Est-il raisonnable qu’il y ait aux MAHs un développement des collections d’art contemporain ? Je ne le pense pas car d’autres institutions culturelles genevoises se chargent de cette mission avec beaucoup de compétence. L’art contemporain bénéficie, à Genève, d’une scène dynamique animée par des institutions comme Le Fonds municipal d’art contemporain (Fmac), le Centre d’Art Contemporain, le Centre pour l’image contemporaine, le Mamco (Musée d’art moderne et contemporain), etc… En revanche la question de l’art moderne est différente. Il convient en effet de “boucher les trous de l’art moderne“ et de compléter les chaînons historiques manquants de l’art du XXe siècle. Paul Lang, le conservateur responsable du département des Beaux Arts en est d’ailleurs pleinement conscient.

Angle de la rue Charles-Galland et du boulevard des Casemates (actuel boulevard Émile-Jaques-Dalcroze) © MAH, archives de la photothèque
Entre le quartier des Tranchées et la Vieille-Ville, sur le site des Casemates, le musée
s’élève dans un contexte urbain relativement dense. Dans les projets d’aménagement
des alentours, Marc Camoletti travaille également à la passerelle
et à la promenade de l’Observatoire.

Sachant que vous êtes arrivé aux MAHs en pleine crise institutionnelle, quelles sont donc vos priorités en ce domaine, et qui fixe  ces priorités  ?
Les polémiques ont effectivement épuisé la plupart des intervenants, maintenant il faut regarder vers l’avenir. J’essaie de rassurer le personnel quant aux projets futurs et notamment de mener à bien ce qui a été entrepris avant mon arrivée. Je crois avoir une totale liberté d’action. En outre une conjoncture favorable se dessine actuellement concernant le projet d’extension du Musée piloté par Jean Nouvel. Le 10 mars 2010, nous organisons au palais Eynard une conférence de presse pour présenter au public le mécène, il s’agit d’une fondation, qui financera ce projet à hauteur de 40 millions de francs, en complément des 40 millions de fonds publics, nécessaires au bouclement financier du projet de rénovation. Ce généreux donateur offrira également en dépôt une importante collection d’art moderne, soit une cinquantaine d’œuvres majeures.
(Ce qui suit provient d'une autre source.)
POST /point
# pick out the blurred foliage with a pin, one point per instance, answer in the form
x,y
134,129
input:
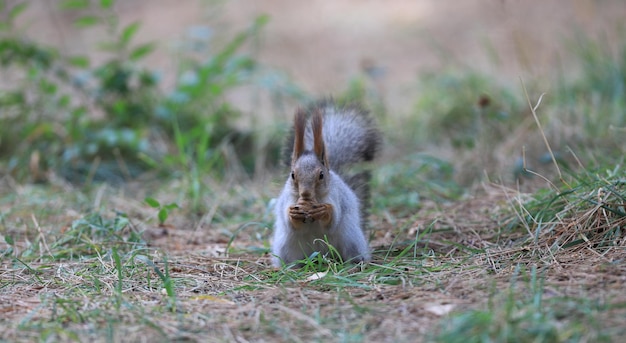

Cette collection devrait, compte tenu de sa qualité exceptionnelle, propulser le musée genevois aux premières loges des musées d’art moderne européens.

Mis à part quelques événements exceptionnels comme l’exposition récente consacrée à Alberto Giacometti, les Mahs organisent peu d’expositions vraiment spectaculaires attirant un très large public. Pourtant Genève est une ville internationale qui mériterait une programmation plus ambitieuse. Quel sera votre programme d’expositions  ?
J’aimerais souligner d’emblée que dans la réalité économique actuelle il n’est plus guère possible de produire une exposition, on ne peut que la co-produire. Il est en effet nécessaire d’être inséré dans un réseau d’institutions muséales où se tissent des collaborations, des échanges. Seconde remarque : les MAHs ne disposent pas actuellement d’espaces adaptés à ce type d’expositions internationales, mais le projet de rénovation Jean Nouvel va heureusement résoudre ce problème. Au terme de ce chantier, qui certes entraînera une fermeture momentanée du bâtiment de la rue Charles-Galland, nous aurons alors les salles adéquates pour créer des événements de plus grande ampleur. Donc dans l’immédiat la programmation des expositions ne va pas connaître de changement, il y aura même un ralentissement pendant la durée des travaux. Dans cet intervalle, nous devrons inventer un nouveau musée, réactiver les contacts à travers le monde pour mieux revenir sur le devant de la scène internationale, redéfinir tous les aspects de la muséographie, y compris celui des expositions.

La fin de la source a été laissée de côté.